告発のときのけーなのレビュー・感想・評価

告発のとき(2007年製作の映画)
3.7
湾岸戦争から帰還して、行方不明になっている息子を探し、事件の真相を探る父親をトミー・リー・ジョーンズが見事に演じている。先日、「スペース・カウボーイ」を観て、トミー・リー・ジョーンズが渋カッコいいなと思ったが、今作でも、いい役者さんだなと改めて思った。宇宙人を演じているだけの人ではない。

監督は、「クラッシュ」で、アカデミー作品賞を受賞したポール・ハギス。その前年には『ミリオンダラー・ベイビー』で脚本賞を受賞しており、今作でも、もちろん、脚本を書いている。

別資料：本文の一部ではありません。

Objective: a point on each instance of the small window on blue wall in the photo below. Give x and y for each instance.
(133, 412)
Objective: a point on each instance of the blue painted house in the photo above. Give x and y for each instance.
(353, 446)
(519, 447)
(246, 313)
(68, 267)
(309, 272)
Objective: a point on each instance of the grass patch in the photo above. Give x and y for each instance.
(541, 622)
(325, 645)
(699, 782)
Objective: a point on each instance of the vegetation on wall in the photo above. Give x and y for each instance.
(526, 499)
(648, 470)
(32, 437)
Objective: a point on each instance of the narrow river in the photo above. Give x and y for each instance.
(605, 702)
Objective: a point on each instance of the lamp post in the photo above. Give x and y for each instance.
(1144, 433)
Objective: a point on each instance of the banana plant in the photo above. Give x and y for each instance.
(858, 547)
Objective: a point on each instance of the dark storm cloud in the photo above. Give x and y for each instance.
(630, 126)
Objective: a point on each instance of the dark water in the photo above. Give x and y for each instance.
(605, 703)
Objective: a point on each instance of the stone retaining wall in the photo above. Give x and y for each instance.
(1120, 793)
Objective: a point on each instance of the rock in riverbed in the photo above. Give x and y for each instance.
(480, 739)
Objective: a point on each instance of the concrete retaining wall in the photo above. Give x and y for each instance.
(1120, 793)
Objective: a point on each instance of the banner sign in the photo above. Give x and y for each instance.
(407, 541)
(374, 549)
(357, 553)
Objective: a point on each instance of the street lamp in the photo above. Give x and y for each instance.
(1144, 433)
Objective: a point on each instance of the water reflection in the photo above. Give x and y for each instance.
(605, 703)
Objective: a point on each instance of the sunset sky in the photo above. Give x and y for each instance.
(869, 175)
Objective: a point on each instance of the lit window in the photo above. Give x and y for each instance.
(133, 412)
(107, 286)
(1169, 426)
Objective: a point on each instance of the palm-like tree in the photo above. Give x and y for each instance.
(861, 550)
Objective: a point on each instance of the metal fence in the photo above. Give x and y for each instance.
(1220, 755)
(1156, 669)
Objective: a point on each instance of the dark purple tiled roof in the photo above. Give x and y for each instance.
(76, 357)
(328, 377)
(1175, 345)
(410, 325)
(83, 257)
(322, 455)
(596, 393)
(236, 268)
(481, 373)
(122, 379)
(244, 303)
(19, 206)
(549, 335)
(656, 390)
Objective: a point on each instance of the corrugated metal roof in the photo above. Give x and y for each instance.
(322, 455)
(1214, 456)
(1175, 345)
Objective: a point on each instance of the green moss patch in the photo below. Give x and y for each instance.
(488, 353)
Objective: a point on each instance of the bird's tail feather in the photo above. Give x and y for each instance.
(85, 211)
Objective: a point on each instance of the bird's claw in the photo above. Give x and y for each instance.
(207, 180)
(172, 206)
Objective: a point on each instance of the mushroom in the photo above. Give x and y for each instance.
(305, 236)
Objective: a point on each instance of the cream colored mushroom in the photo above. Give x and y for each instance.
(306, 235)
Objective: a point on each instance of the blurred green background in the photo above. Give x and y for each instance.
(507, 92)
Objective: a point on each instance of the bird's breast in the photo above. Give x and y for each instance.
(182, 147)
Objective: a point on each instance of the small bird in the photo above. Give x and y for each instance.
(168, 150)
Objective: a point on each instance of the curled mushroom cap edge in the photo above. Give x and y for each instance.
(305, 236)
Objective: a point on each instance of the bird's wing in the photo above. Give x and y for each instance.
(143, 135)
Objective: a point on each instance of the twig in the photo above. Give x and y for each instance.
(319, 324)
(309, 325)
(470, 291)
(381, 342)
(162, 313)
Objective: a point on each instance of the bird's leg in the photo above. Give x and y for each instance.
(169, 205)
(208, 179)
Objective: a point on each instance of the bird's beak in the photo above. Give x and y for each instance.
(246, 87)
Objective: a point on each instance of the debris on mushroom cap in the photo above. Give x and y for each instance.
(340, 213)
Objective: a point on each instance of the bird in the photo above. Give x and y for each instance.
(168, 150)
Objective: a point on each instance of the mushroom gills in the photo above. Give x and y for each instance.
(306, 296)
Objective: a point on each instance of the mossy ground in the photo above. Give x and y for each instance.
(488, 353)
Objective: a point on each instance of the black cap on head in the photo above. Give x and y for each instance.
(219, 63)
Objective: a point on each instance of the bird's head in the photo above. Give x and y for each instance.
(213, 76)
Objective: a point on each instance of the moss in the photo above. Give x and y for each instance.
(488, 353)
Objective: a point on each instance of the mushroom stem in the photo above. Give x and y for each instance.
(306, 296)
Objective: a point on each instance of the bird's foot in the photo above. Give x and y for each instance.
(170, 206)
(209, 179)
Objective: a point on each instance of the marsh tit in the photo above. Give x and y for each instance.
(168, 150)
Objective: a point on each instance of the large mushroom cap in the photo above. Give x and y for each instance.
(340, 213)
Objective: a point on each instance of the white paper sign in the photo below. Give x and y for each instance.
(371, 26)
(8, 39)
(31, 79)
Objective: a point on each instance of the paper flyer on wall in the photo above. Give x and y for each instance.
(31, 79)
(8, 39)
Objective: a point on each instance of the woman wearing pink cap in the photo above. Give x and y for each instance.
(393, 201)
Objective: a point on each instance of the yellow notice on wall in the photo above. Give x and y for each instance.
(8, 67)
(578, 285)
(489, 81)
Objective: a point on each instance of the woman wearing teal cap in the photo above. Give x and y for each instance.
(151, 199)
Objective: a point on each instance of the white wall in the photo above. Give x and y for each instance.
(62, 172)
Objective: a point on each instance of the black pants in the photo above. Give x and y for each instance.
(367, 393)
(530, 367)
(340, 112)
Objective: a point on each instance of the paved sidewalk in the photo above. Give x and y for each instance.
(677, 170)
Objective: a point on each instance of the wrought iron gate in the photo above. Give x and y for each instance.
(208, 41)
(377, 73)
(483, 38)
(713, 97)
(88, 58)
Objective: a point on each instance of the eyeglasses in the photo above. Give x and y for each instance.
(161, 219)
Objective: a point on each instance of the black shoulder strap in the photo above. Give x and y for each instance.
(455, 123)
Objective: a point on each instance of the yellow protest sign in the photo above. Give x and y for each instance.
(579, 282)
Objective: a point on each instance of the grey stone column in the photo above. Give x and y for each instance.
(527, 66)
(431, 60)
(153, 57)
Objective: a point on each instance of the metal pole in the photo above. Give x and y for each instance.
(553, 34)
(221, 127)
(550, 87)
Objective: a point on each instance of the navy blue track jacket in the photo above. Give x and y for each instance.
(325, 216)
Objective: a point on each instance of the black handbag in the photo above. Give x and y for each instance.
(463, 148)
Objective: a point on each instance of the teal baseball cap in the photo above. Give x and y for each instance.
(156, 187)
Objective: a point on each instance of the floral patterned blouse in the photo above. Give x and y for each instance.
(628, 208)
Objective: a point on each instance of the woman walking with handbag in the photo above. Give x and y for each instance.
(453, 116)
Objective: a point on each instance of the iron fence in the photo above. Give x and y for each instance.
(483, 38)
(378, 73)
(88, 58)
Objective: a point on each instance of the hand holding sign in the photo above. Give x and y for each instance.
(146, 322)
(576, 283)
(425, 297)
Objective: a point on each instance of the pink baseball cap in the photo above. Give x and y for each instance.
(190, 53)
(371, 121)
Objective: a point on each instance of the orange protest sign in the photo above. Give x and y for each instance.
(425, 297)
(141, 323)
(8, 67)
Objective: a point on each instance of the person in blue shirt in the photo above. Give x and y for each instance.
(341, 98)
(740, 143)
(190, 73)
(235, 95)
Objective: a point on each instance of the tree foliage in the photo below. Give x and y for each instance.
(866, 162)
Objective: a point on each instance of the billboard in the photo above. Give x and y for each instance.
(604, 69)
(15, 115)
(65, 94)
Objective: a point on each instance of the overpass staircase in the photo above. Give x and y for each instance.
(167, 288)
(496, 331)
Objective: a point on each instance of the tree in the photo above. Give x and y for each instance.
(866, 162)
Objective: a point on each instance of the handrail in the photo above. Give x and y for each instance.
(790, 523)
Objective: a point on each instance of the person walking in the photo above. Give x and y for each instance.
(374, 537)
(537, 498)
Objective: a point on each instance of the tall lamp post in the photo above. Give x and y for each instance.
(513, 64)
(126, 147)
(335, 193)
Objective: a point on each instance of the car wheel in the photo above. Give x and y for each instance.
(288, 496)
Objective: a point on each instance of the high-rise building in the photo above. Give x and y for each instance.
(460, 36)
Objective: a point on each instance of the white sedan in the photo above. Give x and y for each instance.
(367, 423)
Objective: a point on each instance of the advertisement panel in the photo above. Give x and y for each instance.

またしても、邦題がよろしくない。裁判物ではないし。原題は、「In the Valley of Elah」。この映画の中で、この「エラの谷」は、重要な役割りを果たしているというのに。映画の中で説明があるが、「エラの谷」とは、旧約聖書で、ダビデとゴリアテが戦った谷のこと。幼いダビデが、たった5つの石だけで、巨人ゴリアテと戦った場所のことで、映画内で、シャーリーズ・セロン演じる女刑事の子供が寝る前に、トミー・リー・ジョーンズ演じるハンクが、話して聞かせるシーンがある。「ダビデは、恐れに打ち克って、戦いに行った」というセリフは、息子のマイクがイラクへ戦いに行ったことを思いながら語っているに違いないし、映画のラストで、女刑事の子供が、「王様は、なぜ戦いを許したの?まだ子供なのに。怖がっていたと思う?」と聞くセリフは、マイクのことを暗喩していて、胸に突き刺さった。さすが、アカデミー脚本賞を受賞したことのある脚本家だと感心する。そんな大事なタイトルを、安易な邦題に変えてしまって、非常に残念だ。

途中、ちょっとだけ登場する軍曹役のジェームズ・フランコが、いつになくカッコ良かった。髪が短いのが、意外と似合っていた。